Se hizo un silencio, Luis, el guaje, el del peta, no siguió hablando, estaba solo, nadie de los allí presentes le mostraba su apoyo, por eso cerró la conversación con:

—Visto —en ese momento me di cuenta de quién era.

Visto, era una forma muy particular de cerrar las conversaciones en el ejército. Aquel muchacho era, o había sido, un joven sargento del ejército que coincidió conmigo en la BRIPAC. No se acordará de mí, pensaba. Él acababa de llegar de la academia cuando yo me licenciaba, pero estaba seguro de que era él. Busqué en mi mente su nombre, estaba seguro de que no se llamaba Luis. Sargento Parra, eso era, sargento Parra. Cuando todos nos levantamos de aquella mesa me dirigí a él.

—Perdona, Luis —le dije.

—Sí, dime —dijo sin prestarme mucha atención, mientras buscaba en su bolsillo el peta que se había liado, con la intención de fumárselo en la calle.

—No sé si me equivocaré, pero te pareces mucho a un sargento que tuve unas semanas en la BRIPAC, se llamaba Parra —me dirigió una mirada que derretía el hielo, era como si le hubiese descubierto una tapadera que no sabía muy bien en qué consistía.

—Pues, te has equivocado, no tengo nada que ver con ese tal Parra —me estaba mintiendo, lo sabía, pero no entendía que hacía aquel sargento en aquel grupo y menos con aquellos planteamientos radicales de defensa de la lucha armada.

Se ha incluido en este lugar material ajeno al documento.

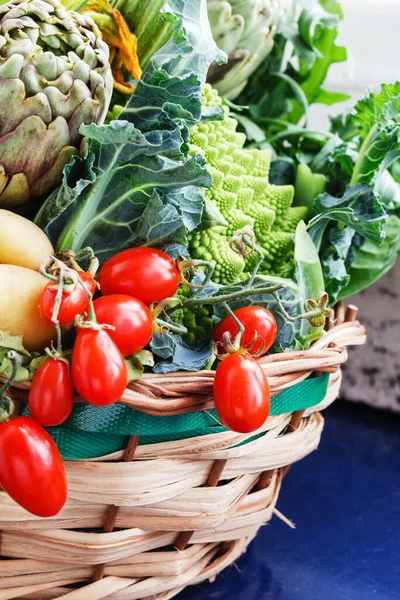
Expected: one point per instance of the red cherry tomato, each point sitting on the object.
(241, 393)
(51, 395)
(131, 319)
(31, 468)
(72, 303)
(144, 273)
(98, 370)
(254, 319)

No le di más importancia al asunto, si era él, no quería que lo reconocieran, a lo mejor se arrepentía de su pasado. Pero podría ser que me hubiese equivocado. En aquel momento no tenía más importancia todo aquello, me fui olvidando del asunto mientras me iba despidiendo de todos. Se fueron retirando a sus casas, era tarde. Mi tío me recordó que mañana quedábamos a cenar a las diez en el hotel dónde estaba alojado y se despidió de nosotros. Yo acompañé a Begoña hasta su casa. Y fue ese día cuando, al despedirnos, me puso sus manos en mis mejillas y me plantó un beso en los labios. Quedé paralizado mientras se alejaba, había reaccionado tarde. Me habría gustado haberla abrazado y devolverle el beso, no me había dado tiempo, la vi alejarse y despedirse en el portal mientras me lanzaba un beso.

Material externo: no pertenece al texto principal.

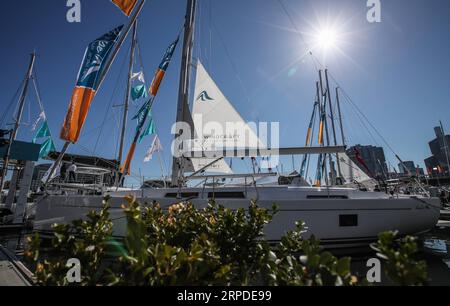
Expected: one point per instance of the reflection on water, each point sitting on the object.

Caminé despacio por las calles de Madrid. No quería que la noche se terminara. No quería perder el calor de los labios de Begoña. Mi mente también repasaba el día, un día extraño. Seguía sin entender que hacía aquel sargento en aquel grupo de manifestantes pacifistas pregonando la lucha armada, espoleando a todos con un radicalismo trasnochado que nadie quería, ni que a nadie le interesaba. Todo me envolvía, todo se me enredaba. Dejé que el sueño pusiera fin a mis cábalas, me esperaba otro día duro.